Kido recognizes that Eiko has made some progress, but exhorts her to search for another level of self-awareness. Meanwhile, Nanami’s employer has noticed her after-work activities, and demands that she both stop performing in public and stop associating with Eiko altogether. When the two make use of Kongming’s final gift and chill on the roof of a local skyscraper, Nanami reveals that she is the front woman for Azalea, and tells Eiko the group’s history – how they came together with enthusiasm, and how their inability to earn a living eventually led to their moving under the thumb of a big-time producer who pulled them away from their vision.
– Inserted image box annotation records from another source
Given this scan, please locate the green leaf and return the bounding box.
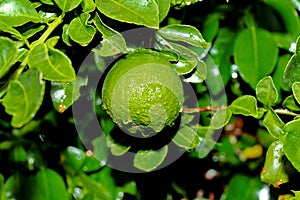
[68,13,96,46]
[210,28,236,85]
[9,145,28,162]
[96,0,159,28]
[155,0,171,22]
[50,77,87,112]
[156,24,208,48]
[28,43,76,82]
[62,146,86,172]
[81,0,96,13]
[264,0,300,37]
[5,168,69,200]
[0,174,6,200]
[221,174,265,200]
[272,54,291,94]
[2,69,45,128]
[184,61,207,83]
[133,145,168,172]
[263,107,285,138]
[92,135,108,166]
[0,20,25,41]
[283,37,300,88]
[106,138,131,156]
[61,24,72,46]
[255,76,278,106]
[283,54,300,88]
[22,25,46,39]
[54,0,82,12]
[194,127,217,158]
[210,108,232,129]
[292,82,300,104]
[0,37,23,78]
[233,26,278,89]
[0,0,42,26]
[279,119,300,171]
[290,190,300,200]
[172,126,200,150]
[260,140,289,188]
[41,0,54,5]
[230,95,258,118]
[282,95,300,111]
[93,14,127,56]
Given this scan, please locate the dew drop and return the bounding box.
[57,104,67,113]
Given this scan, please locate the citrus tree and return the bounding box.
[0,0,300,200]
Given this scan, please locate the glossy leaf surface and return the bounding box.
[292,82,300,104]
[230,95,258,118]
[279,119,300,171]
[157,24,208,48]
[0,0,42,26]
[2,69,45,128]
[96,0,159,28]
[256,76,278,105]
[234,27,278,88]
[54,0,82,12]
[28,44,76,82]
[50,77,87,112]
[260,140,289,188]
[263,107,285,138]
[68,13,96,46]
[0,37,22,78]
[93,14,127,56]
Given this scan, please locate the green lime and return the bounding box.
[102,50,184,134]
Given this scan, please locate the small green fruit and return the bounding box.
[102,50,184,135]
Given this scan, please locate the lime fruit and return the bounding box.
[102,50,184,135]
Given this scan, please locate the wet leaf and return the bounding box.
[93,14,127,56]
[54,0,82,12]
[133,145,168,172]
[210,28,236,85]
[4,168,69,200]
[210,108,232,129]
[0,0,42,26]
[260,140,289,188]
[255,76,278,106]
[230,95,258,118]
[157,24,208,48]
[203,13,220,42]
[233,26,278,89]
[92,135,108,166]
[95,0,159,28]
[292,82,300,104]
[68,13,96,46]
[0,37,23,78]
[81,0,96,13]
[62,146,86,172]
[282,95,300,111]
[172,126,200,149]
[283,37,300,88]
[50,77,87,112]
[28,43,76,82]
[263,107,285,138]
[279,119,300,171]
[155,0,171,22]
[2,69,45,128]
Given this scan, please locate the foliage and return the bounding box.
[0,0,300,200]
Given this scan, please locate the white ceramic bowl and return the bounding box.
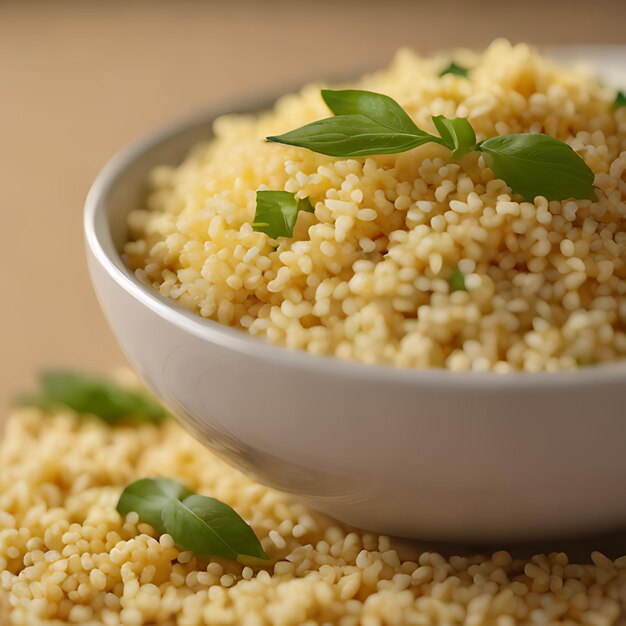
[85,94,626,541]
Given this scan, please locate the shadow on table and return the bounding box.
[393,528,626,563]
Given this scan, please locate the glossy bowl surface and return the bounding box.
[84,72,626,541]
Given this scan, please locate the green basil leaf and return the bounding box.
[322,89,427,135]
[478,133,596,202]
[163,495,267,560]
[433,115,476,159]
[18,371,167,424]
[252,190,313,239]
[116,478,193,535]
[450,267,467,293]
[439,61,469,78]
[267,114,439,158]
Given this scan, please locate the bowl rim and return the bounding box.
[83,92,626,390]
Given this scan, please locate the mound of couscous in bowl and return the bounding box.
[125,41,626,372]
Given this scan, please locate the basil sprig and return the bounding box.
[267,89,595,202]
[117,478,267,562]
[478,133,596,201]
[439,61,469,78]
[18,371,168,424]
[252,190,313,239]
[267,89,441,158]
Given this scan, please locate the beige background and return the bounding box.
[0,0,626,413]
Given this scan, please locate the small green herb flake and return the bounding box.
[439,61,469,78]
[450,267,467,293]
[18,371,168,424]
[478,133,596,202]
[433,115,476,159]
[117,478,267,564]
[252,190,313,239]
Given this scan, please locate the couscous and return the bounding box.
[125,41,626,372]
[0,368,626,626]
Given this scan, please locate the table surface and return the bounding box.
[0,0,626,413]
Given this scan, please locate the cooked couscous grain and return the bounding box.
[0,380,626,626]
[125,41,626,372]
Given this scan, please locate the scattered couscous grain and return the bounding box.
[125,41,626,373]
[0,380,626,626]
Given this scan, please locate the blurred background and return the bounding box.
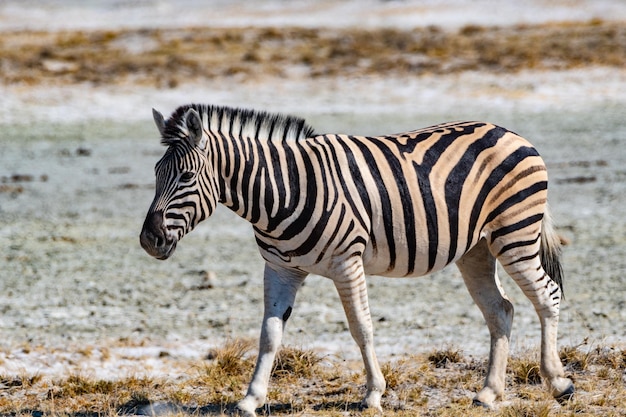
[0,0,626,375]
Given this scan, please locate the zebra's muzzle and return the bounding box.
[139,211,176,260]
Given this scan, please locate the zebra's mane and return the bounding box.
[161,104,315,146]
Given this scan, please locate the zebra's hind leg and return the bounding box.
[498,243,574,402]
[456,239,513,407]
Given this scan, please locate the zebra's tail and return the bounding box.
[539,205,564,297]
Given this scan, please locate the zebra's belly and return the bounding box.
[363,237,460,277]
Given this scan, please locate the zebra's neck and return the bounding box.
[181,105,314,230]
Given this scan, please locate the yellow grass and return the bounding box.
[0,340,626,417]
[0,19,626,88]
Eiko reciprocates by outing herself as Azalea’s rival for Summer Sonia, and sings for new new friend, now resolved that, even if she can’t help Nanami at the moment, perhaps her songs can help someone in the same way that she herself has been helped by other musicians.
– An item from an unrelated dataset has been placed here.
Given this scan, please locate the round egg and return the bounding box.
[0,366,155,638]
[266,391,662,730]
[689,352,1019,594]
Fun Fact: Shibuya SKY is a real place.
I feel like this would have been a good opportunity to pull out a song that wasn’t the Maria Diesel cover, though, presumably, the rendition at the end of this episode will serve as proof to Kido that she’s worth his work. I don’t really have an ear for intoning that kind of emotion into existing songs, but the text of the lyrics didn’t seem appropriate to the situation. In that vein, my curiosity has only grown on the subject of how well the average Japanese citizen understands English (the theoretical music audience inside the show, the audience for the show itself in real life, or the audience in real life for music like in the show). Anybody who knows any entirely-(or even majority-)English songs that Japan has produced since the Escaflowne OST is encouraged to share.
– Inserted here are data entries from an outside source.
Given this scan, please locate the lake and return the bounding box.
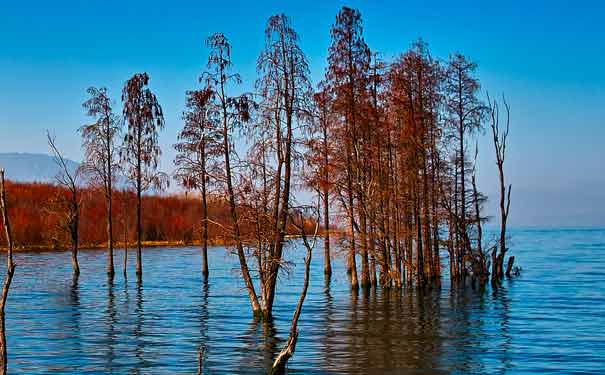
[6,229,605,374]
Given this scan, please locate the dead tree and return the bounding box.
[0,169,15,375]
[488,96,514,281]
[256,14,312,319]
[269,209,319,375]
[174,88,222,277]
[200,33,262,317]
[46,132,82,277]
[79,87,120,277]
[122,73,168,279]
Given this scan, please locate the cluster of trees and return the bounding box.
[0,7,512,371]
[306,8,512,288]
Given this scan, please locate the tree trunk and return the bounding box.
[202,166,209,279]
[506,256,515,278]
[136,154,143,280]
[0,169,15,375]
[107,189,115,277]
[269,231,313,375]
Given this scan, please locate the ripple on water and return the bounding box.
[6,229,605,374]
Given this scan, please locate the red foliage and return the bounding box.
[0,181,248,247]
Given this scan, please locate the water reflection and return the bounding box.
[0,232,605,375]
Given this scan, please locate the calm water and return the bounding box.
[6,230,605,374]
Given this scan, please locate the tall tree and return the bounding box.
[0,169,15,375]
[79,87,120,277]
[200,33,262,317]
[445,53,485,276]
[122,73,168,279]
[306,83,336,278]
[257,14,312,318]
[46,132,82,277]
[174,88,223,277]
[326,7,371,288]
[488,96,514,281]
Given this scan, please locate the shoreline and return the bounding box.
[0,232,337,253]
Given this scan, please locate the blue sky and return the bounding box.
[0,0,605,226]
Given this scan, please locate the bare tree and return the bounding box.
[256,14,312,319]
[269,204,319,374]
[488,96,514,281]
[200,33,262,317]
[174,88,223,277]
[326,7,371,289]
[122,73,168,279]
[445,53,486,276]
[46,132,82,277]
[0,169,15,375]
[79,87,120,277]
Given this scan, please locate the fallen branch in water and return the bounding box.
[269,207,319,375]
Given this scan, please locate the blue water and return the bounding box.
[6,229,605,374]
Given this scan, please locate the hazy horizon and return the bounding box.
[0,1,605,227]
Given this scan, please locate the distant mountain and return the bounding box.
[0,153,79,182]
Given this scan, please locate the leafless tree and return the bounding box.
[46,132,82,277]
[488,96,514,281]
[269,204,319,374]
[0,169,15,375]
[200,33,262,317]
[174,88,223,277]
[79,87,120,277]
[122,73,168,279]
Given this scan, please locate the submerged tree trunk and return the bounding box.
[269,223,315,375]
[202,164,209,278]
[0,169,15,375]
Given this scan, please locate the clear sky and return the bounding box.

I feel like the show does a very good job of making Nanami a sympathetic rival. Her story is populated with a several good lines from both her and her manager Karasawa. A simple reading of their relationship is that she made a deal with the devil, but he’s clearly not evil, per se – his apparent goal is simply to make legitimate money by crafting an act that a lot of people will pay to see. Eiko’s challenge at this point is honing her ability to speak to the hearts of the populace in a way that will capture their attention more than Azalea’s engineers can appeal to the least common denominator.
The most tragic aspect of this arrangement is Nanami’s awareness of the depths of the trap that she’s fallen into. Even having compromised her artistic integrity, how can she quit when an entire building’s worth of people draw their paychecks from the shows they help her put on? By extension: what happens to Azalea if Eiko beats them to the 100,000 likes? The show doesn’t seem to be the type that will throw them to the wolves, so I’m looking forward to a satisfying conclusion to that thread.
The show is overdue for some more variety in its music, but the storytelling is solid (as long as you’re not bothered by chessmaster [xiangqi-master?] Kongming predicting specific interactions days in advance, but, to an extent, that’s part of the show’s charm).